Ursprünglich als leistungsstarker Hardware-Synthesizer erschienen, hat die Plugin-Version in Roland Cloud die Benutzerfreundlichkeit in der DAW erheblich verbessert. Es enthält die Filterdesigns der legendären Modelle wie JUPITER-8 und JUNO-106 und verfügt gleichzeitig über eigene innovative Oszillatoren. [cite: 3.1.1]
In diesem Artikel legen wir größten Wert auf Bewertungen von professionellen Medien und Hardware-Communities, darunter nicht nur KVR und Reddit, sondern auch MusicRadar, Sound On Sound, Gearspace sowie Verifikationsvideos auf YouTube, und testen das wahre Potenzial dieses Produkts gründlich. [cite: 2.1.1, 3.1.4]
1. Bewertungstendenzen in Communities, Plattformen und Fachmedien
Die SYSTEM-8 zielt nicht auf eine „perfekte Nachbildung“ bestehender Vintage-Geräte ab, sondern wird als „Synthesizer, der Rolands Vergangenheit und Zukunft integriert“ in vielen Medien unterschiedlich, aber überwiegend positiv bewertet. [cite: 2.1.1, 3.1.1]

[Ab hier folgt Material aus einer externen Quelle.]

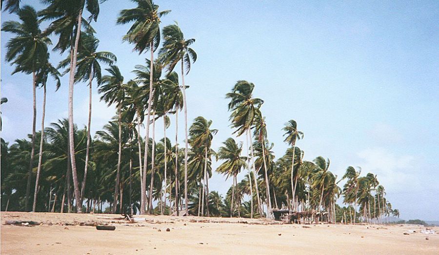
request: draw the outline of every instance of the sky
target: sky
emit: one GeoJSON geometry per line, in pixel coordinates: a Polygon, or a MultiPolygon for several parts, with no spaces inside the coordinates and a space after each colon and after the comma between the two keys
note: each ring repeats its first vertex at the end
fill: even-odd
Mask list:
{"type": "MultiPolygon", "coordinates": [[[[43,7],[37,1],[21,3],[43,7]]],[[[212,128],[219,129],[214,149],[233,132],[225,95],[237,81],[246,80],[255,84],[254,96],[264,101],[261,110],[277,158],[288,147],[281,129],[294,119],[304,133],[297,146],[305,160],[329,158],[329,169],[339,179],[348,166],[360,166],[362,176],[378,175],[401,219],[439,220],[439,2],[155,3],[172,10],[161,18],[162,28],[178,21],[185,37],[196,39],[193,48],[198,58],[185,77],[188,118],[189,125],[198,116],[213,121],[212,128]]],[[[126,80],[135,77],[134,66],[145,64],[149,55],[139,55],[122,41],[129,25],[116,24],[121,9],[134,6],[128,0],[106,1],[92,24],[100,41],[98,50],[117,55],[126,80]]],[[[10,19],[17,17],[1,13],[2,22],[10,19]]],[[[11,76],[13,68],[4,60],[11,35],[1,36],[1,94],[8,99],[1,107],[1,136],[10,145],[32,131],[32,77],[11,76]]],[[[65,56],[51,52],[55,64],[65,56]]],[[[57,92],[54,83],[48,85],[46,126],[67,117],[67,76],[57,92]]],[[[93,133],[115,113],[100,101],[96,86],[93,133]]],[[[87,123],[87,95],[85,84],[75,85],[74,120],[80,127],[87,123]]],[[[39,127],[41,90],[37,97],[39,127]]],[[[175,132],[174,124],[172,116],[167,133],[175,132]]],[[[160,137],[161,122],[157,125],[160,137]]],[[[209,187],[224,194],[231,184],[214,173],[209,187]]]]}

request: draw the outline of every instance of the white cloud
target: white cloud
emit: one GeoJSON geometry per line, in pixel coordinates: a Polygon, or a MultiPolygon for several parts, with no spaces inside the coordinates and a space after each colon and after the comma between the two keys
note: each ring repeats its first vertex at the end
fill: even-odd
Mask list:
{"type": "Polygon", "coordinates": [[[380,143],[394,143],[402,141],[402,135],[398,130],[385,123],[376,124],[368,133],[373,138],[380,143]]]}
{"type": "Polygon", "coordinates": [[[396,155],[386,149],[376,147],[363,150],[357,154],[365,175],[368,172],[378,175],[380,183],[387,190],[399,191],[416,188],[419,184],[415,157],[396,155]]]}

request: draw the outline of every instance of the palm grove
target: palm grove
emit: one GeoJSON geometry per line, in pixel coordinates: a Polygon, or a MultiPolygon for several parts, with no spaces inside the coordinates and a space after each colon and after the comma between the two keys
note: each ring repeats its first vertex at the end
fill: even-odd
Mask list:
{"type": "Polygon", "coordinates": [[[303,133],[294,120],[283,128],[290,147],[276,159],[261,110],[264,102],[254,97],[255,85],[246,81],[238,81],[225,95],[233,134],[245,143],[231,137],[214,149],[218,130],[212,121],[200,116],[187,123],[184,77],[197,60],[195,39],[185,37],[177,22],[160,28],[160,19],[170,10],[159,9],[151,0],[133,1],[136,7],[120,11],[116,21],[131,26],[123,40],[145,55],[145,63],[133,71],[135,78],[129,80],[114,54],[97,51],[93,23],[99,0],[44,1],[46,8],[39,11],[16,0],[2,6],[18,17],[2,26],[15,36],[7,43],[5,60],[14,66],[13,74],[32,75],[33,95],[31,134],[10,146],[1,139],[2,210],[165,215],[187,210],[193,215],[253,218],[270,217],[272,210],[283,208],[326,211],[328,221],[351,223],[399,216],[376,175],[361,176],[360,170],[349,166],[338,181],[329,159],[304,160],[296,145],[303,133]],[[43,21],[49,22],[47,27],[40,27],[43,21]],[[50,38],[57,40],[55,52],[66,56],[56,67],[50,62],[50,38]],[[45,127],[46,85],[56,91],[61,86],[60,77],[67,73],[68,116],[45,127]],[[82,128],[73,119],[76,84],[89,87],[88,121],[82,128]],[[94,84],[100,99],[116,112],[92,137],[94,84]],[[40,131],[37,88],[43,91],[40,131]],[[184,136],[179,137],[182,111],[184,136]],[[163,137],[155,135],[158,124],[163,137]],[[166,130],[171,125],[176,132],[170,138],[166,130]],[[216,169],[214,161],[219,162],[216,169]],[[224,197],[209,189],[214,170],[232,179],[224,197]],[[245,178],[239,182],[241,172],[245,178]],[[341,197],[343,207],[336,202],[341,197]]]}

- Medienbewertungen von MusicRadar / Sound On Sound:
- In der Rezension von MusicRadar wird sie als „äußerst flexibel, die ein enorm breites Klangspektrum von Vintage-Roland-Tönen bis hin zu futuristischen Sounds abdeckt“ gelobt. [cite: 2.1.1] Das Design, das nicht nur vergangene Emulationen bietet, sondern auch die Erforschung neuer Klänge ermöglicht, wird hoch geschätzt. [cite: 2.1.1]
- Sound On Sound und andere erwähnen, dass diese Softwareversion als „perfekter Librarian und Editor“ fungiert und die Schwierigkeiten der Preset-Verwaltung der Hardware-Originale ausgleicht. [cite: 3.1.4]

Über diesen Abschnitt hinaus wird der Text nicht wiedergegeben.